I rate this solution a six out of ten because we do not use it very often. I believe this solution has a good user interface but the solution could be improved by providing better graphics and including support for UI and UX testing.
I'd rate the solution a seven out of ten.
If you are in the Azure world completely, and you're using the Microsoft stack completely, and you do not have the need to go in any other cloud, then it makes sense to use this solution as it integrates very well within the Azure ecosystem. For IoT use cases, if you want to do real-time dashboarding with Power BI, it's great. Those kinds of things are where it has its niche. However, if you want a cloud-agnostic kind of solution, where you do not want to be stuck with just Microsoft, then there are other solutions out there such as Confluent, Kafka, Spark Streaming with Databricks, et cetera. You'll get the flexibility you need using any of those platforms. I'd rate the solution at a seven out of ten. We had some issues with the jobs not behaving properly. They promise a lot, however, sometimes that doesn't happen and we realized that later. Some things under the hood, we couldn't really understand and we needed to get in touch with support. Those kinds of issues are where I would say it needs a bit of improvement, and maybe that's why I cut off two or three points.
Overall, we've been quite happy with the product. I would rate it at a nine out of ten.
I would advise potential users to properly plan and structure their static data and the reference data before putting it into the Stream Analytics. On a scale from one to ten, I would give Azure Stream Analytics an eight.
If you want to deploy IoT services, this solution will be very helpful for real-time applications and for collecting data. I would rate Azure Stream Analytics a seven out of ten.

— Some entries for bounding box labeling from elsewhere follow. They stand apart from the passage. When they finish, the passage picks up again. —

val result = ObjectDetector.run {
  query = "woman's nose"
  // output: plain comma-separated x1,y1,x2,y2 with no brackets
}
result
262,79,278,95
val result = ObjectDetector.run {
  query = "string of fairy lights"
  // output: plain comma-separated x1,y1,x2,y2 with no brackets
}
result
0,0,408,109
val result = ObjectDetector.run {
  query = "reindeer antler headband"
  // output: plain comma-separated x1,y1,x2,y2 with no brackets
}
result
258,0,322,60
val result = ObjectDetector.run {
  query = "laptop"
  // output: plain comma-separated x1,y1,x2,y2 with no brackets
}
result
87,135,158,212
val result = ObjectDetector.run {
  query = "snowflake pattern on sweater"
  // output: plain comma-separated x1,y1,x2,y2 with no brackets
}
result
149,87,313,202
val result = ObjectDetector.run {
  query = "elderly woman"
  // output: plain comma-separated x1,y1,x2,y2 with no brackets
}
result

My simple advice would be to not scale up initially. Also, if you have questions don't just rely on the official documentation, but use other resources such as a blog by a developer, because sometimes that can be more helpful than documentation provided by the company. The best advice I can offer would be that if there is a simple solution available, do not try to complicate things. I would rate this solution an eight out of 10.
Azure Stream Analytics is something that we were able to easily learn. It doesn't take much programming sill, so I feel that it is easy to start using. Other than the problem with delays in connecting to Microsoft BI, Kibana, or other monitoring tools, I don't have any other issues with this product. I would rate this solution a nine out of ten.
We have a mixed system. We also use IBM AIX in addition to the Microsoft platform. That means that ATP works successfully with Microsoft for us. If you want to implement it, the benefits are greater if you have a Microsoft in the surrounding systems. Implementation is always easy. The hard part is then when you must have to use it, when you must work with it. An important part is education, this shouldn't be neglected. I would rate Azure Analytics at eight out of 10. It gives us what we need, we are satisfied with the results.